Gregor waved the bottle at him. “Why do you think I took this away from you?” He took another swig.

It was times like this that Gregor had shades of his old self about him, Ivan thought, and not in a good way. Ivan was drunk enough now to admit to himself - though not so drunk as to admit to Gregor, he’d have to be practically unconscious - that this was one of the reasons he avoided his cousin.

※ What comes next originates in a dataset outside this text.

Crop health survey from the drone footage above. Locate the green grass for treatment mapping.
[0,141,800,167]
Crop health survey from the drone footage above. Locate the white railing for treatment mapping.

He wasn’t sure he could manage Gregor in a funk, as different as he was from Miles - but he was absolutely sure he didn’t want to. He could probably stop Gregor if he actually tried to hurt himself in front of Ivan, though he wasn’t at all sure how the armsmen would react to that, but if the Emperor was suicidal, he frankly didn’t want to know. Ivan also didn’t really want to know if the Emperor was just too human to do his job, especially tonight, but the way Gregor had been drinking, they’d crossed that bridge already. He felt like a coward about it, like he was failing one cousin the way he’d never failed the other, but Ivan needed some level of faith in the stability of the Imperium if he was going to be able to get through his day. If Gregor, the keystone at the center of the whole edifice, wasn’t stable, Ivan would much prefer willful blindness to the truth.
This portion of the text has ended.